Kinetics for the Life Sciences: Some mathematical introductions

The origins of exponential behaviour Mathematics as the language for kinetics Some topics covered in this volume are more easily described by mathematical equations than by words, while others can only be described in algebraic language. An attempt is made in this chapter to state the mathematical principles which are the foundation of kinetic behaviour and to present the methods used to derive the equations which describe this behaviour. It is not essential to understand the contents of this chapter to benefit from the rest of this volume, but it is difficult to avoid mistakes in kinetic investigations without it. It will be seen that exponential curves of one sort or another crop up everywhere in the study of the rates of reactions.
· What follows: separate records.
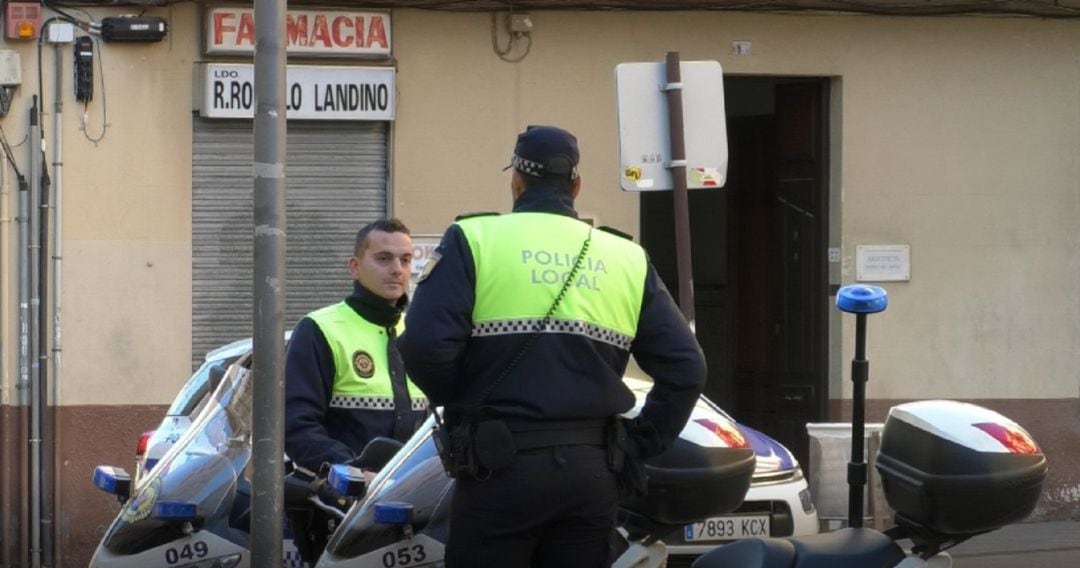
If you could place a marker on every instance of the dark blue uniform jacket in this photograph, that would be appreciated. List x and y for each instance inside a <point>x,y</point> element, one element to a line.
<point>562,376</point>
<point>315,433</point>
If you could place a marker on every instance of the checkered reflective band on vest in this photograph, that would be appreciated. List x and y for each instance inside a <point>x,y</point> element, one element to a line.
<point>522,260</point>
<point>556,326</point>
<point>376,403</point>
<point>362,369</point>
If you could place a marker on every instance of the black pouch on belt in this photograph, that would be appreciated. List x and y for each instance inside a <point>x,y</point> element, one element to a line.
<point>623,460</point>
<point>494,444</point>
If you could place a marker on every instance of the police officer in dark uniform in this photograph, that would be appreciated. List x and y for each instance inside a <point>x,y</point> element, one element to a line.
<point>522,327</point>
<point>345,380</point>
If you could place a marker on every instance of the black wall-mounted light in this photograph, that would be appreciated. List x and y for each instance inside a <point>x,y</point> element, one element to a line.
<point>134,28</point>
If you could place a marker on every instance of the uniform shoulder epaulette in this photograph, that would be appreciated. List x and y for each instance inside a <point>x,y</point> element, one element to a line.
<point>616,232</point>
<point>464,216</point>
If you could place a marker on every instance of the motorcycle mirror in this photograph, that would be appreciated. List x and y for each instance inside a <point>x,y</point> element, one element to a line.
<point>174,511</point>
<point>377,454</point>
<point>115,481</point>
<point>346,479</point>
<point>393,513</point>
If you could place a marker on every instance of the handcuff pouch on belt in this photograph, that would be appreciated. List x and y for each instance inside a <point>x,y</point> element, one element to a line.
<point>624,460</point>
<point>474,448</point>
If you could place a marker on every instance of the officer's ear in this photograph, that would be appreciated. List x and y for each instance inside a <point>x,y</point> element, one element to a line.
<point>575,187</point>
<point>354,267</point>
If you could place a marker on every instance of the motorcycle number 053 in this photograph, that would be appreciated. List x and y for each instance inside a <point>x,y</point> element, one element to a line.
<point>404,556</point>
<point>187,552</point>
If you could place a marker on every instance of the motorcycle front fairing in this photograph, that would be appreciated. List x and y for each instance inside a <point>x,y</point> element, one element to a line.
<point>414,476</point>
<point>202,470</point>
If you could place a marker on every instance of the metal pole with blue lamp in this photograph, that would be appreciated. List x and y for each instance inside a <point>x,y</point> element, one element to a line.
<point>861,300</point>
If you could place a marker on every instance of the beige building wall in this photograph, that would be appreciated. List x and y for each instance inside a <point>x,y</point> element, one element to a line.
<point>126,207</point>
<point>956,136</point>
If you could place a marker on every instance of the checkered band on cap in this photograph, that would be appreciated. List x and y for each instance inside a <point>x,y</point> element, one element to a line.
<point>534,168</point>
<point>527,166</point>
<point>374,403</point>
<point>556,326</point>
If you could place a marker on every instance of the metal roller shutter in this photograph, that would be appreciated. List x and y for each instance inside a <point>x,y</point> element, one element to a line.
<point>336,183</point>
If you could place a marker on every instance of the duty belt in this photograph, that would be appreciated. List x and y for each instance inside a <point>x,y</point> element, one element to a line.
<point>532,435</point>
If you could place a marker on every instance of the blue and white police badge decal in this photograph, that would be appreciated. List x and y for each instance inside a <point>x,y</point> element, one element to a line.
<point>363,364</point>
<point>429,266</point>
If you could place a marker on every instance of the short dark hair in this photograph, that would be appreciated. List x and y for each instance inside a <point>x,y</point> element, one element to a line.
<point>388,226</point>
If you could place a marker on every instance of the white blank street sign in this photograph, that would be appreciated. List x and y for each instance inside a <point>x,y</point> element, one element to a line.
<point>644,135</point>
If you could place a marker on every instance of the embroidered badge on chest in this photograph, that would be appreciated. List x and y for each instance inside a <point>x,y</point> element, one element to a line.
<point>363,364</point>
<point>429,266</point>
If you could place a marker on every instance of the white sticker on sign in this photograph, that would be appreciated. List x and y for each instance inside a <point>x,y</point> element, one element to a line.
<point>311,92</point>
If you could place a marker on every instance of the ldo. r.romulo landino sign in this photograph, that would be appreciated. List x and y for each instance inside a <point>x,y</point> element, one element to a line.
<point>311,92</point>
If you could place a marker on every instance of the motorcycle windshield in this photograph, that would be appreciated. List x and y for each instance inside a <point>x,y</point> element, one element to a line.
<point>202,469</point>
<point>415,476</point>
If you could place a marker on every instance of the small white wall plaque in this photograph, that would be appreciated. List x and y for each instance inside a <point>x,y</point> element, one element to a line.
<point>883,262</point>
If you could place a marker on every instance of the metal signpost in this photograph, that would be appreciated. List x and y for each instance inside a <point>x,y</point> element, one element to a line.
<point>268,434</point>
<point>672,136</point>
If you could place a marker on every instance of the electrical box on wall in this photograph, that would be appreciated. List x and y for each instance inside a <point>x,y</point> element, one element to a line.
<point>134,28</point>
<point>22,21</point>
<point>11,68</point>
<point>83,69</point>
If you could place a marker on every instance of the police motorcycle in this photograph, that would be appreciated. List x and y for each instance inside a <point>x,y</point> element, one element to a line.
<point>403,521</point>
<point>192,509</point>
<point>950,471</point>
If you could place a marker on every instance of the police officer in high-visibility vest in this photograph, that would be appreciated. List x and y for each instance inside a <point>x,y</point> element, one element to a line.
<point>522,327</point>
<point>345,380</point>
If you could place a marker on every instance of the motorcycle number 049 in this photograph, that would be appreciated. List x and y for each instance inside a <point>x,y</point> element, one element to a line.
<point>404,556</point>
<point>187,552</point>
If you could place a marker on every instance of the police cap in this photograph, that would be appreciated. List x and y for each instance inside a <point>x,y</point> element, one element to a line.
<point>545,151</point>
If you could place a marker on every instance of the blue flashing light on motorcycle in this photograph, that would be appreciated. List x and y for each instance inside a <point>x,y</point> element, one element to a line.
<point>393,513</point>
<point>113,481</point>
<point>950,471</point>
<point>174,511</point>
<point>859,298</point>
<point>347,479</point>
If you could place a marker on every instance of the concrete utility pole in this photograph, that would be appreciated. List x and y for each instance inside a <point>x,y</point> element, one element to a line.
<point>673,90</point>
<point>268,432</point>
Not only is the change of concentration (or membrane current, etc.) frequently described by an exponential function of time (or by the sum of several such functions), but exponentials also appear in some of the more exotic ways of measuring rates, such as in the study of fluctuations and noise. Furthermore the study of individual molecules, as is possible for some sorts of ion channel, gives rise to probability distributions (e.g. the distribution of the length of time for which an individual channel stays open) that are also described by exponentials (Colquhoun & Hawkes, 1983). Unfortunately some of these topics can only be referred to in passing in the present volume. It is, however, important to realize that it is sometimes useful to distinguish between the lifetime of a state (or reaction intermediate) and the rate (or probability) of its decay.